Another thing we need that people don’t think about because it’s non-technical is writing. We need people to write documentation for our software and write web pages that will really get people excited about our projects and make them want to help out.

If you’re looking to get involved more heavily, we still need that too. We could use full time developers on “Local Ink” and “Battle Torrent.” The “Donation Bats” software and the “Downhill Battle Chapter” site software are still in the very early stages. If you’re looking to get involved in these things, send us an email: we have lots of plans that we haven’t had the time to write out.

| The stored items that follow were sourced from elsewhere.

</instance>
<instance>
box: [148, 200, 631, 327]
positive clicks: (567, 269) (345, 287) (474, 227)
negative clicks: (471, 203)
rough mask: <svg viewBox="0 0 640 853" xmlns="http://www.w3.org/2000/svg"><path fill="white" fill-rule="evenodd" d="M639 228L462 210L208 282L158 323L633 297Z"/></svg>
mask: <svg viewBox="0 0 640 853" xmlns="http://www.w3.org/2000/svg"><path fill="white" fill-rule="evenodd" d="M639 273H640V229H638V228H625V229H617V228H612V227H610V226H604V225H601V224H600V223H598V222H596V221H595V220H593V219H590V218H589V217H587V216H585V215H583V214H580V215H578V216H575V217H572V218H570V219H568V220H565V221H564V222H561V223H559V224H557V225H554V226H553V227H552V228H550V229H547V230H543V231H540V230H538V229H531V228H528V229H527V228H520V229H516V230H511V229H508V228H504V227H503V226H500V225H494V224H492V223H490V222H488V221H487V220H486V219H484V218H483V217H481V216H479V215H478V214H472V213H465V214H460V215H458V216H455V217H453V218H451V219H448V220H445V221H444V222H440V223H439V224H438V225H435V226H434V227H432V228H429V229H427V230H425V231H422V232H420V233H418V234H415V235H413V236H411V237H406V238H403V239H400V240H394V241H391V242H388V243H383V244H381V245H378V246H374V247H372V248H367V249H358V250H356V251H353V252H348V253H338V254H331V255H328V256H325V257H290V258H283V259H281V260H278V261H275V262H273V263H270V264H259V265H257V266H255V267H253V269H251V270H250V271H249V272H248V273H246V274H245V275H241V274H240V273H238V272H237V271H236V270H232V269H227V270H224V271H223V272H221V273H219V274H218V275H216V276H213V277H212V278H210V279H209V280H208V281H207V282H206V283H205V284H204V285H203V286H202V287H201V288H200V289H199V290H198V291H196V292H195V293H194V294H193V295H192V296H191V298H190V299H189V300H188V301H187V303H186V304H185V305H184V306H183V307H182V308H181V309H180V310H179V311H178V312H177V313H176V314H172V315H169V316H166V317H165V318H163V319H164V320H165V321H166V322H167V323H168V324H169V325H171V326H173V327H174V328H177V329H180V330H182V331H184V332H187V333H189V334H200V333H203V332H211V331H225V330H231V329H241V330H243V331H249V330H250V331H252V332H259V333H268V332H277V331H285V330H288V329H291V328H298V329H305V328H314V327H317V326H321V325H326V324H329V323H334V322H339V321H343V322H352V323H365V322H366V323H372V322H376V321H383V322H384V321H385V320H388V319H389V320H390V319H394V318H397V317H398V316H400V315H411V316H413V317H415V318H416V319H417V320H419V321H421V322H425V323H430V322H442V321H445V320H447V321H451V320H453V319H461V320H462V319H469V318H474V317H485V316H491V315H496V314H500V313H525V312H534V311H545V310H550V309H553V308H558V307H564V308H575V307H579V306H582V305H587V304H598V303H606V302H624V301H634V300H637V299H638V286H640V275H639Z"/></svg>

There are lots of ways to help. It all comes down to you. How much time do you have? What kind of involvement would you like? What are your skills? What project on our list excites you or maybe overlaps with some other need you have?

Letters To Editors

Thursday, June 3rd, 2004

Today we’re launching the first piece of a series of tools to help us turn Downhill Battle into an organizing force. To The Editor is a new tool that let’s you send a letter to the editor at your local newspapers (US only for now). The major labels have controlled the discussion about the future of music from top to bottom, but now we’re going to go bottom-up to redefine the issue:

Send a Letter to Your Local Newspapers.

This tool uses our new software, Local Ink, developed by Downhill Battle Labs. It’s a simple but powerful way to connect people with their local media outlets, and we’ll be making the software free and open-source. Organizations are paying thousands of dollars for this kind of functionality– now they don’t have to. That’s how the playing field gets leveled on the internet, and it’s exactly what we’re working towards in the music industry.